I'm fairly sure vfio-pci wasn't introduced until 4.2, though the lts kernel was probably updated with it later.

From Arch Linux Wiki:

vfio-pci is available in kernel v4.1+, and is the recommended option if your kernel supports it. You can check if this module is available by running:
$ modprobe vfio-pci
If there is no output, you're good to go. If instead you receive modprobe: FATAL: Module vfio-pci not found, use the guide further down for pci-stub instead.

I was using linux-lts because vfio passthrough was broken in the non-lts linux kernel, though it's been reported that it is fixed in 4.4+ kernel.

Anything of note in libvirt the config?

xD sorry then, I've never had any issues with the standard kernel.

as for the config, I cant spot anything for ovmf, are you absolutely sure this was setup as uefi? it's possible i just overlooked it.

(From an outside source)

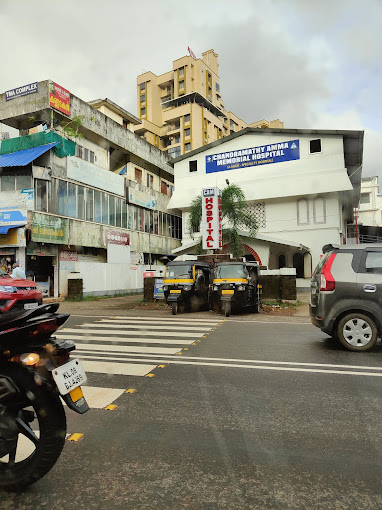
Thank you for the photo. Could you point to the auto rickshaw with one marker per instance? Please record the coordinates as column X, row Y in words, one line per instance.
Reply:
column 235, row 285
column 186, row 284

How would one set up as UEFI? I did wonder about the BIOS / UEFI setting in virt-manager:

Thing is that I did everything relating to the VM in GUI as the command line method failed me as well so I am not sure how I would do anything with ovmf from the GUI.

ahh sorry, must've read over that. you have the change it to ovmf before the first boot. so like at the end of the setup select customize before install or something

http://vfio.blogspot.com/2015/05/vfio-gpu-how-to-series-part-4-our-first.html (here's a guide that i fancy)

edit: he also goes over setting up cpuset and hugepages which will improve vcpu performance and overhead a bit.

So it should be set to UEFI and no BIOS, makes sense. It's greyed out for me (not found). It doesn't mention where ovmf is coming from, where do I define ovmf location?